Question

The vertices of a triangle are $\left( pq,1/\left( pq \right) \right),\left( qr,1/\left( qr \right) \right)$ and $\left( rq,1/\left( rq \right) \right)$, where $p,q$ and $r$ are the roots of the equation ${{y}^{3}}-3{{y}^{2}}+6y+1=0$. The coordinates of its centroid are
$A.\text{ }\left( 1,2 \right)$
$B.\text{ }\left( 2,-1 \right)$
$C.\text{ }\left( 1,-1 \right)$
$D.\text{ }\left( 2,3 \right)$

Answer 1

Hint: In this question we have been given with the three vertices of a triangle which constitute $p,q,r$ which are the roots of the equation ${{y}^{3}}-3{{y}^{2}}+6y+1=0$. Given this information, we have to find the coordinates of the centroid of the triangle. We will use the formula $C\equiv \left( \dfrac{{{a}_{1}}+{{a}_{2}}+{{a}_{3}}}{3},\dfrac{{{b}_{1}}+{{b}_{2}}+{{b}_{3}}}{3} \right)$
Where $\left( {{a}_{1}},{{b}_{1}} \right),\left( {{a}_{2}},{{b}_{2}} \right)$ and $\left( {{a}_{3}},{{b}_{3}} \right)$ are the vertices of the triangle. We will also use the properties of roots of a polynomial and find the coordinates of the centroid.

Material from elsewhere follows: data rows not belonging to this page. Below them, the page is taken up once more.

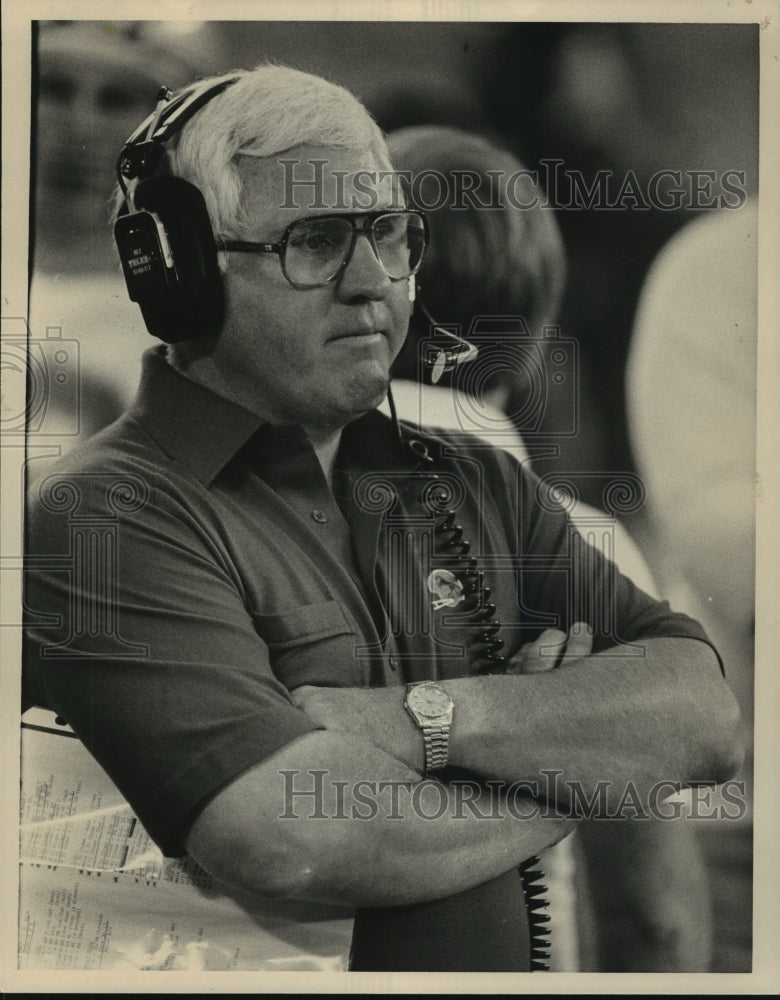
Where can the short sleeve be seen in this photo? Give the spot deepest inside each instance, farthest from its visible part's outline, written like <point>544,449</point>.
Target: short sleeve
<point>141,640</point>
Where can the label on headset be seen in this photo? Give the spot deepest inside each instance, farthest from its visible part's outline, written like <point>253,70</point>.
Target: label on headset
<point>147,261</point>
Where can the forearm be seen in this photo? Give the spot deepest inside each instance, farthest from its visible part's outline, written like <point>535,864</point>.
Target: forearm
<point>353,826</point>
<point>666,716</point>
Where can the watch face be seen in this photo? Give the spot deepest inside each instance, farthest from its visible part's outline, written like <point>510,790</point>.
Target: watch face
<point>430,701</point>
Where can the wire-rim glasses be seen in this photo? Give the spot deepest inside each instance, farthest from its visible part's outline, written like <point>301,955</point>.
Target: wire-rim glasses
<point>316,250</point>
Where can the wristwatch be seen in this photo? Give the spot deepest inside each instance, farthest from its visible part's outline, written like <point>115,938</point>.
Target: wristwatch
<point>431,708</point>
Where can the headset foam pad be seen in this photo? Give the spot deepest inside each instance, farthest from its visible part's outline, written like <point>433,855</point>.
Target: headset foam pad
<point>192,304</point>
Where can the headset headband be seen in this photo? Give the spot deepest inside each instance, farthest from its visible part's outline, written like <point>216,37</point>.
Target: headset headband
<point>144,149</point>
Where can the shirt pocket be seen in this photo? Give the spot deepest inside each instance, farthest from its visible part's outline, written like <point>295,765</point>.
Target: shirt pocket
<point>311,644</point>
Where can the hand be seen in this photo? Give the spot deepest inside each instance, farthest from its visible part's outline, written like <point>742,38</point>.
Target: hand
<point>552,649</point>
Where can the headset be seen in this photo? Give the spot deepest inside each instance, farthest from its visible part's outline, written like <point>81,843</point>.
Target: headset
<point>166,244</point>
<point>163,232</point>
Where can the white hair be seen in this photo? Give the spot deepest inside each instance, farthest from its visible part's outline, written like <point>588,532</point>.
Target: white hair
<point>268,111</point>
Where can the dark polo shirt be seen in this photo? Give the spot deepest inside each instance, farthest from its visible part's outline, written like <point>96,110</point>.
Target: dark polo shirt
<point>190,565</point>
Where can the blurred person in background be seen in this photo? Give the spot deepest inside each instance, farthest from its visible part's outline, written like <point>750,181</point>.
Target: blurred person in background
<point>625,895</point>
<point>691,390</point>
<point>95,82</point>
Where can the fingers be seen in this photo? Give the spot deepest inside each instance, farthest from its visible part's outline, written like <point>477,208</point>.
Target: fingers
<point>541,654</point>
<point>551,649</point>
<point>580,642</point>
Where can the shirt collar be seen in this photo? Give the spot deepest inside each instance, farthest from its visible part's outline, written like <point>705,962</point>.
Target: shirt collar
<point>204,431</point>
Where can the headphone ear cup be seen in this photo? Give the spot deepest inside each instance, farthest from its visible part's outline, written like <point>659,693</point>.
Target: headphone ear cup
<point>192,304</point>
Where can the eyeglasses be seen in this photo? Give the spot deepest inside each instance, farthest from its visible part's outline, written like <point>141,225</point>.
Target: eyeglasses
<point>316,250</point>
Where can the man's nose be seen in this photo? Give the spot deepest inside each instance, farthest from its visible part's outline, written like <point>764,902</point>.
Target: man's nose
<point>364,276</point>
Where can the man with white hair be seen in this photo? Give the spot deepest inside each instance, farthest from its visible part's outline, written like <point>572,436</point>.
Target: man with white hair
<point>256,655</point>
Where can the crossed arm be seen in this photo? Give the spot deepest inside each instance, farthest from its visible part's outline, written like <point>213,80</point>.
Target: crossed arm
<point>666,717</point>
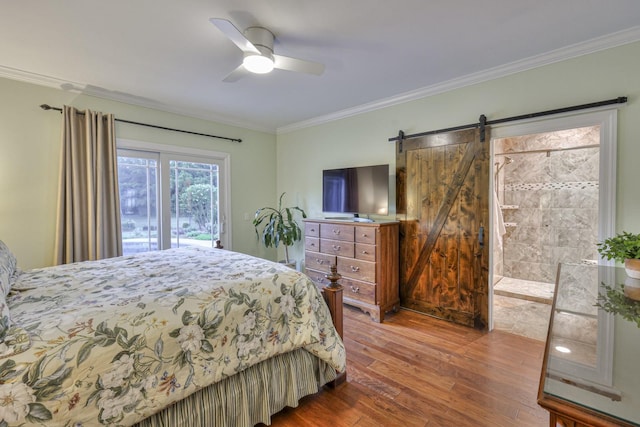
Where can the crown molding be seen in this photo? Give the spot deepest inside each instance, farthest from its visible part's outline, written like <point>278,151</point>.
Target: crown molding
<point>594,45</point>
<point>86,89</point>
<point>579,49</point>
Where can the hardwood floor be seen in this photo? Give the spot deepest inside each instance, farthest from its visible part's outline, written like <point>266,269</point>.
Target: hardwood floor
<point>414,370</point>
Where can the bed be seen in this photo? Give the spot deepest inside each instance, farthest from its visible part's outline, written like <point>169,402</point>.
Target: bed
<point>180,337</point>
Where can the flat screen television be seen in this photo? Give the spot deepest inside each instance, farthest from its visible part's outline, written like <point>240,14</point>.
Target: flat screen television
<point>360,190</point>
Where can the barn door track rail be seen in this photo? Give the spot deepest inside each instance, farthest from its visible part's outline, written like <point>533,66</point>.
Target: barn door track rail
<point>482,121</point>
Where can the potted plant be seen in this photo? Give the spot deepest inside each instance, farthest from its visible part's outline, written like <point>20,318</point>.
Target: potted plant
<point>624,248</point>
<point>278,225</point>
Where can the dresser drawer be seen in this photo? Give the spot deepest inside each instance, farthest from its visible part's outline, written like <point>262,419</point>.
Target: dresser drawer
<point>318,277</point>
<point>318,261</point>
<point>357,269</point>
<point>311,229</point>
<point>337,247</point>
<point>337,232</point>
<point>312,244</point>
<point>362,291</point>
<point>365,235</point>
<point>365,252</point>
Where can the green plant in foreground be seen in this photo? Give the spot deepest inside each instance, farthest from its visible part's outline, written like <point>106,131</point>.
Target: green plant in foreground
<point>279,226</point>
<point>620,247</point>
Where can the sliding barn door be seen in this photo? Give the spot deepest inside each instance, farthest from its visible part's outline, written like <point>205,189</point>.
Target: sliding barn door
<point>442,204</point>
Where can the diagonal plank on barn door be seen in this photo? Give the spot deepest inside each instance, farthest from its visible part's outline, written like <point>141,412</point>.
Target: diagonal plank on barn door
<point>442,204</point>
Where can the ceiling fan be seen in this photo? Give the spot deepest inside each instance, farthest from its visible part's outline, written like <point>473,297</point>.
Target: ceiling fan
<point>257,45</point>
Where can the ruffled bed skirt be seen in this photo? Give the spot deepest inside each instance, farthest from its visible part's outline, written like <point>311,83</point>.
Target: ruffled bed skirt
<point>251,396</point>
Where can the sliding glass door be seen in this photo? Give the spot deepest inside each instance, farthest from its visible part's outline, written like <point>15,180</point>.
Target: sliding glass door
<point>169,200</point>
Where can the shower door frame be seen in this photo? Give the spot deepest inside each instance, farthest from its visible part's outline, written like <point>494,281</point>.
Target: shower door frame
<point>607,119</point>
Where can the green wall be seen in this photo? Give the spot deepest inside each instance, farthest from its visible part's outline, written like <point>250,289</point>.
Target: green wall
<point>30,141</point>
<point>363,139</point>
<point>265,165</point>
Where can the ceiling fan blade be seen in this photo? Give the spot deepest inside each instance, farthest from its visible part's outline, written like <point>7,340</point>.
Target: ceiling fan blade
<point>236,74</point>
<point>298,65</point>
<point>234,34</point>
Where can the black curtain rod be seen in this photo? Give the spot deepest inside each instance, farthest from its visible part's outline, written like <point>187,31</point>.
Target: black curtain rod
<point>619,100</point>
<point>48,107</point>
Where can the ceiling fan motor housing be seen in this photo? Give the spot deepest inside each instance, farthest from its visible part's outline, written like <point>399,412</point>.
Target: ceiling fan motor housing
<point>261,38</point>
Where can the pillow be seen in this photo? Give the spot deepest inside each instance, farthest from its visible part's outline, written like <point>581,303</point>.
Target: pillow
<point>5,320</point>
<point>8,265</point>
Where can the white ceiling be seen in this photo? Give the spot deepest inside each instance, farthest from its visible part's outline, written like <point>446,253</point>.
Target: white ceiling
<point>166,54</point>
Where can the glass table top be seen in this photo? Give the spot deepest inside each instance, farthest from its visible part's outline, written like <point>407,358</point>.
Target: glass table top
<point>593,347</point>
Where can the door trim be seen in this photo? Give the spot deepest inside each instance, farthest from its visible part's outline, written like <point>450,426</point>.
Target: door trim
<point>607,119</point>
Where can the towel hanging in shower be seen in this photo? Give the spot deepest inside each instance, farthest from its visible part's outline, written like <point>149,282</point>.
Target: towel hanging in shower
<point>498,222</point>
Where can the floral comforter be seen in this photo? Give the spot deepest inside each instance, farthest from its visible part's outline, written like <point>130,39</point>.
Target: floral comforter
<point>114,341</point>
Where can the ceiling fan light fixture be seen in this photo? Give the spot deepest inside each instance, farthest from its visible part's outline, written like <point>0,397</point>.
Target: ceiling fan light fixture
<point>258,64</point>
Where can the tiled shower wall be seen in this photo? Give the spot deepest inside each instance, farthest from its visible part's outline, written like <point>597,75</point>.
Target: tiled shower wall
<point>552,202</point>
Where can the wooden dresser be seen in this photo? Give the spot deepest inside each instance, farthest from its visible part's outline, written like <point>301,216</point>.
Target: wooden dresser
<point>366,255</point>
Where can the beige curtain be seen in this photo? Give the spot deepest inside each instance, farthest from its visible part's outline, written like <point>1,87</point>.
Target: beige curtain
<point>88,226</point>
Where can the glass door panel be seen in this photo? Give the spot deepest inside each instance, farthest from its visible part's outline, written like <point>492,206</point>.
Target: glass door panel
<point>138,182</point>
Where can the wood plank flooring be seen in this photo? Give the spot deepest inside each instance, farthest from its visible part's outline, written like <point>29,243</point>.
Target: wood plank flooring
<point>414,370</point>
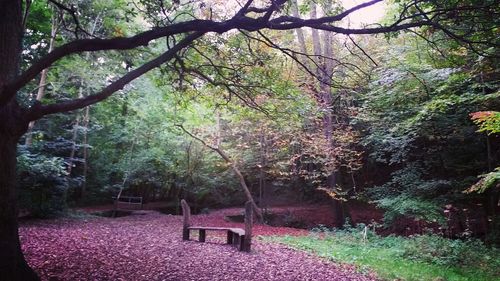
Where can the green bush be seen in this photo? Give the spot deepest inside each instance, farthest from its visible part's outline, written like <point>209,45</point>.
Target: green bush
<point>43,184</point>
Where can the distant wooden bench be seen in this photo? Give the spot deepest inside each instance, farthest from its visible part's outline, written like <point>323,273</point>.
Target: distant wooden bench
<point>128,203</point>
<point>241,238</point>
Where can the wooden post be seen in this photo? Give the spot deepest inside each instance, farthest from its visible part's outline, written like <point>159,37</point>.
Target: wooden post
<point>186,212</point>
<point>202,235</point>
<point>247,239</point>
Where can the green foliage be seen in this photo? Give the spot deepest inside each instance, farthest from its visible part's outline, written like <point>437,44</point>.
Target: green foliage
<point>487,181</point>
<point>408,194</point>
<point>426,257</point>
<point>43,184</point>
<point>416,128</point>
<point>488,121</point>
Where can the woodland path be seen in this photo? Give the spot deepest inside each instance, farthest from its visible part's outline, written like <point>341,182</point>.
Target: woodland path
<point>150,247</point>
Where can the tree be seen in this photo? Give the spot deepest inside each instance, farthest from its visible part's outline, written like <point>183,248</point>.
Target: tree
<point>181,32</point>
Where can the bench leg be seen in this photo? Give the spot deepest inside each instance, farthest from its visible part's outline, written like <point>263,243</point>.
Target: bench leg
<point>202,235</point>
<point>185,234</point>
<point>242,245</point>
<point>236,239</point>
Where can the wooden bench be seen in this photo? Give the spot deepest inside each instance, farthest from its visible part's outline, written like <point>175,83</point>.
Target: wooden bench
<point>128,203</point>
<point>241,238</point>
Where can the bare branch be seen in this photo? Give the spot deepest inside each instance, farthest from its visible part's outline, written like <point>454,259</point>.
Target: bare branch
<point>38,110</point>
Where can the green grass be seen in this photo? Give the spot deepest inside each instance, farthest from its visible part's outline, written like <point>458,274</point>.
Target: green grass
<point>427,257</point>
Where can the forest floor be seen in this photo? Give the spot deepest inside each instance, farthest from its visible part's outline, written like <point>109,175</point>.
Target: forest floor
<point>149,246</point>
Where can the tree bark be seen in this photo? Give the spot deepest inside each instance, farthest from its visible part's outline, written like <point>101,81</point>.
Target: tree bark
<point>13,125</point>
<point>43,80</point>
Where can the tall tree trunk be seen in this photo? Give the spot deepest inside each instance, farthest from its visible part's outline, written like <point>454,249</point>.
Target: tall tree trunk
<point>43,80</point>
<point>13,125</point>
<point>236,170</point>
<point>86,118</point>
<point>323,52</point>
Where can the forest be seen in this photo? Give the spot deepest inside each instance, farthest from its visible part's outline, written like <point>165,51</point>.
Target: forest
<point>364,134</point>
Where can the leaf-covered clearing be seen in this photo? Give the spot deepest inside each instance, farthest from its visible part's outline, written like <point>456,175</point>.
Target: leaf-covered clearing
<point>150,247</point>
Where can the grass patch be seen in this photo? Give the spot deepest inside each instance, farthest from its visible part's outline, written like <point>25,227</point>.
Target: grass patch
<point>425,257</point>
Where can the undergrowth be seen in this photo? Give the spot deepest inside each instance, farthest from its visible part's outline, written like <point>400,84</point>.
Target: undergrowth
<point>422,257</point>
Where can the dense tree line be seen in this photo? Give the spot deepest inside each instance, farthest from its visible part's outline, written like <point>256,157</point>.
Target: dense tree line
<point>384,119</point>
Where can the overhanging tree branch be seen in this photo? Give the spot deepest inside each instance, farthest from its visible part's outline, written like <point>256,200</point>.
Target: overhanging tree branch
<point>38,110</point>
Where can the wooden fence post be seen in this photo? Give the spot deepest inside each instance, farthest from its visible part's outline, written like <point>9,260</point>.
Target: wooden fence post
<point>247,240</point>
<point>186,212</point>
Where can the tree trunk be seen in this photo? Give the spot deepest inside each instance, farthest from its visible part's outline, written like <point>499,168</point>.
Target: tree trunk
<point>12,263</point>
<point>13,125</point>
<point>43,80</point>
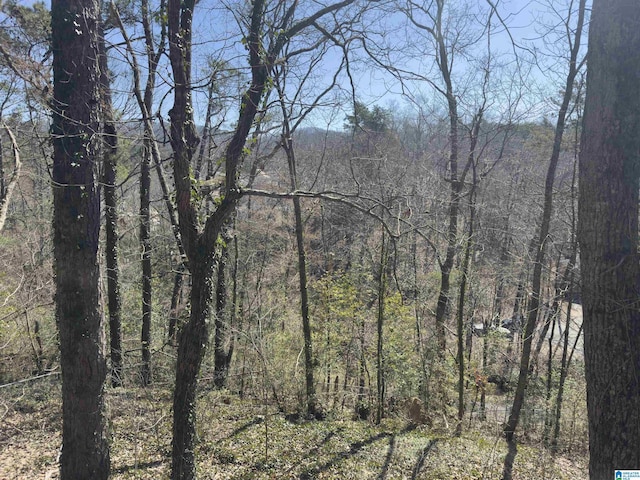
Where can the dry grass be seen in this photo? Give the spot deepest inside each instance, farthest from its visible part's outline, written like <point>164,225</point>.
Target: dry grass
<point>243,440</point>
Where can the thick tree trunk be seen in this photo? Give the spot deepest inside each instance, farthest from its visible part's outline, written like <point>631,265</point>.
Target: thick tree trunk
<point>310,387</point>
<point>608,236</point>
<point>76,225</point>
<point>193,338</point>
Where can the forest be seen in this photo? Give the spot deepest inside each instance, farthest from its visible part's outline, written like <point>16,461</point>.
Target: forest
<point>259,239</point>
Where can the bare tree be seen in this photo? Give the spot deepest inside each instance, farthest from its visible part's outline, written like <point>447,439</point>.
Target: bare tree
<point>76,145</point>
<point>608,236</point>
<point>200,239</point>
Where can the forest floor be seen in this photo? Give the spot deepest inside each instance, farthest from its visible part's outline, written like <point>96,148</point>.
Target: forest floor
<point>239,439</point>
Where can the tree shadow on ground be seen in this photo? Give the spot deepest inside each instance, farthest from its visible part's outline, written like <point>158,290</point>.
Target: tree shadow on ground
<point>507,472</point>
<point>246,426</point>
<point>136,466</point>
<point>387,460</point>
<point>354,448</point>
<point>421,458</point>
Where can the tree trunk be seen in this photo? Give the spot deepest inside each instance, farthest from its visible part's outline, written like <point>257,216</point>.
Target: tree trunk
<point>111,219</point>
<point>176,298</point>
<point>222,356</point>
<point>193,338</point>
<point>145,253</point>
<point>382,287</point>
<point>541,238</point>
<point>608,237</point>
<point>76,226</point>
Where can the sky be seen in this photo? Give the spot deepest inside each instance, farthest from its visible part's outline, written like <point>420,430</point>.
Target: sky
<point>216,35</point>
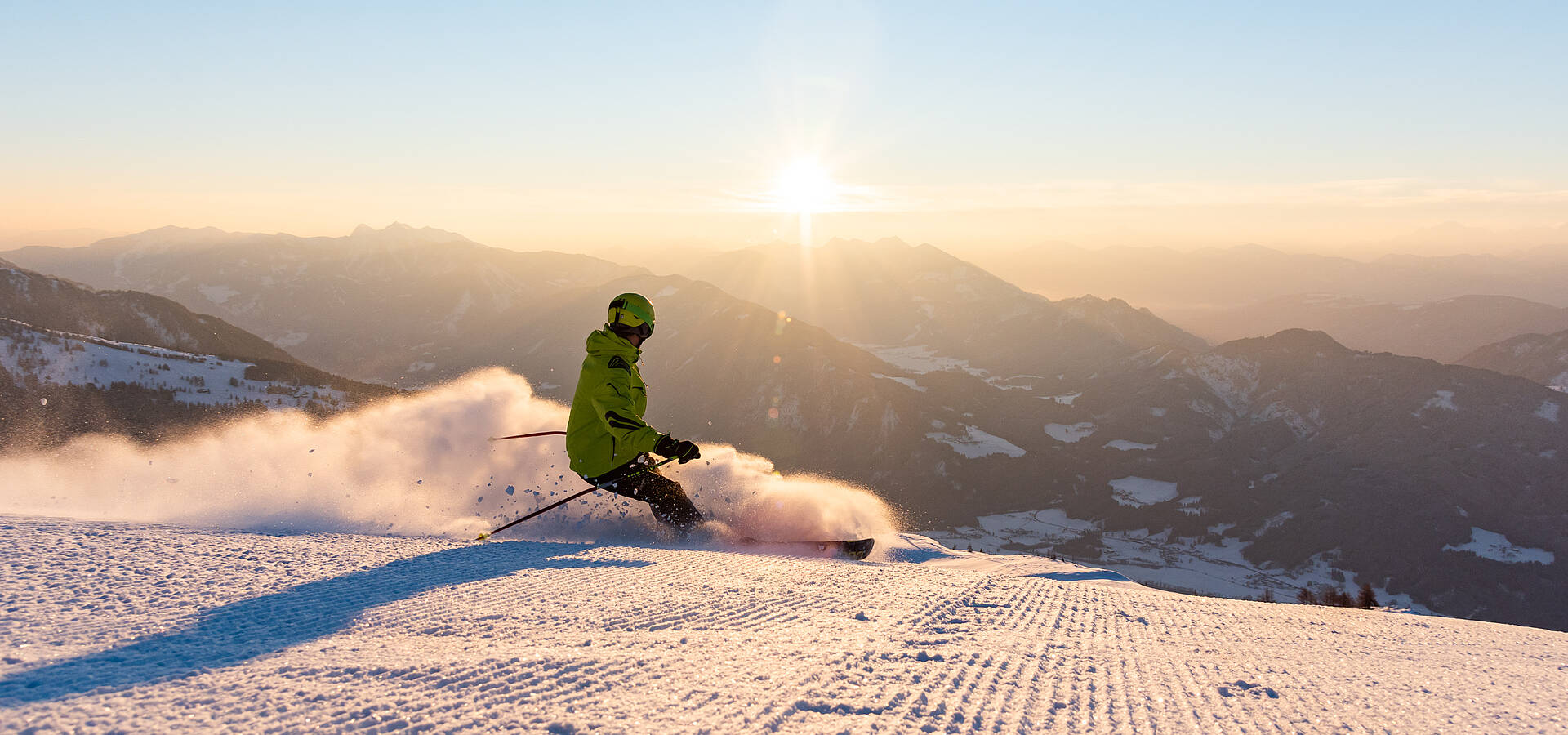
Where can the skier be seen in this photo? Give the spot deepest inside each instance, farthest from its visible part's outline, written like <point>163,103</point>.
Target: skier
<point>608,439</point>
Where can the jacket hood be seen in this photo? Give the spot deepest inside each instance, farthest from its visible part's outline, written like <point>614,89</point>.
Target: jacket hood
<point>604,342</point>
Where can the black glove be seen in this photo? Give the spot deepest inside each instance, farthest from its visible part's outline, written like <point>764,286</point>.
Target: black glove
<point>675,448</point>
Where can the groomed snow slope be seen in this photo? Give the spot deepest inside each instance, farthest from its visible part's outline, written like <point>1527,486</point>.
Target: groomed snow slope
<point>156,629</point>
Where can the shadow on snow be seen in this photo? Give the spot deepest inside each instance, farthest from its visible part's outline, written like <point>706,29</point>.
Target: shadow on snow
<point>242,630</point>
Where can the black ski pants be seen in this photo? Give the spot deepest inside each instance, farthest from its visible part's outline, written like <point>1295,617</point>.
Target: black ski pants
<point>664,496</point>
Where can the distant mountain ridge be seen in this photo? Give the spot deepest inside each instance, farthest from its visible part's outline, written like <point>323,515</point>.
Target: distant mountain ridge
<point>1540,358</point>
<point>66,306</point>
<point>894,295</point>
<point>337,303</point>
<point>1443,331</point>
<point>1174,283</point>
<point>973,397</point>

Complete step by step answer:
We have the vertices of the triangle given to us as:
$\Rightarrow \left( pq,1/\left( pq \right) \right),\left( qr,1/\left( qr \right) \right)$ and $\left( rq,1/\left( rq \right) \right)$
On putting the values of the vertices in the centroid formula, we get:
$C\equiv \left( \dfrac{pq+qr+rp}{3},\dfrac{\dfrac{1}{pq}+\dfrac{1}{qr}+\dfrac{1}{rp}}{3} \right)$
On taking the lowest common multiple in the second coordinate, we get:
$C\equiv \left( \dfrac{pq+qr+rp}{3},\dfrac{\dfrac{p+q+r}{pqr}}{3} \right)$
On rearranging the terms, we get:
$\Rightarrow C\equiv \left( \dfrac{pq+qr+rp}{3},\dfrac{p+q+r}{3\left( pqr \right)} \right)\to \left( 1 \right)$
Now we know that $p,q,r$ are the roots of the equation ${{y}^{3}}-3{{y}^{2}}+6y+1=0$. Therefore, we know the relationship of the roots with the coefficient of the polynomial as:
$\Rightarrow p+q+r=3$
$\Rightarrow pq+qr+rp=6$
$\Rightarrow pqr=-1$
Now on substituting the values in equation $\left( 1 \right)$, we get:
$\Rightarrow C\equiv \left( \dfrac{6}{3},\dfrac{3}{3\left( -1 \right)} \right)$
On simplifying the terms, we get:
$\Rightarrow C\equiv \left( 2,-1 \right)$, which is the required coordinate.

So, the correct answer is “Option B”.

Note: the relationship between the roots of a cubic equation $p{{x}^{3}}+q{{x}^{2}}+rx+s=0$, where $p\ne 0$, and the roots are $\alpha ,\beta $ and $\gamma $, then we have the relation as $\alpha +\beta +\gamma =-\dfrac{q}{p}$, $\alpha \beta +\beta \gamma +\gamma \alpha =\dfrac{r}{p}$ and $\alpha \beta \gamma =-\dfrac{s}{p}$. The centroid of a triangle is the central point of the triangle.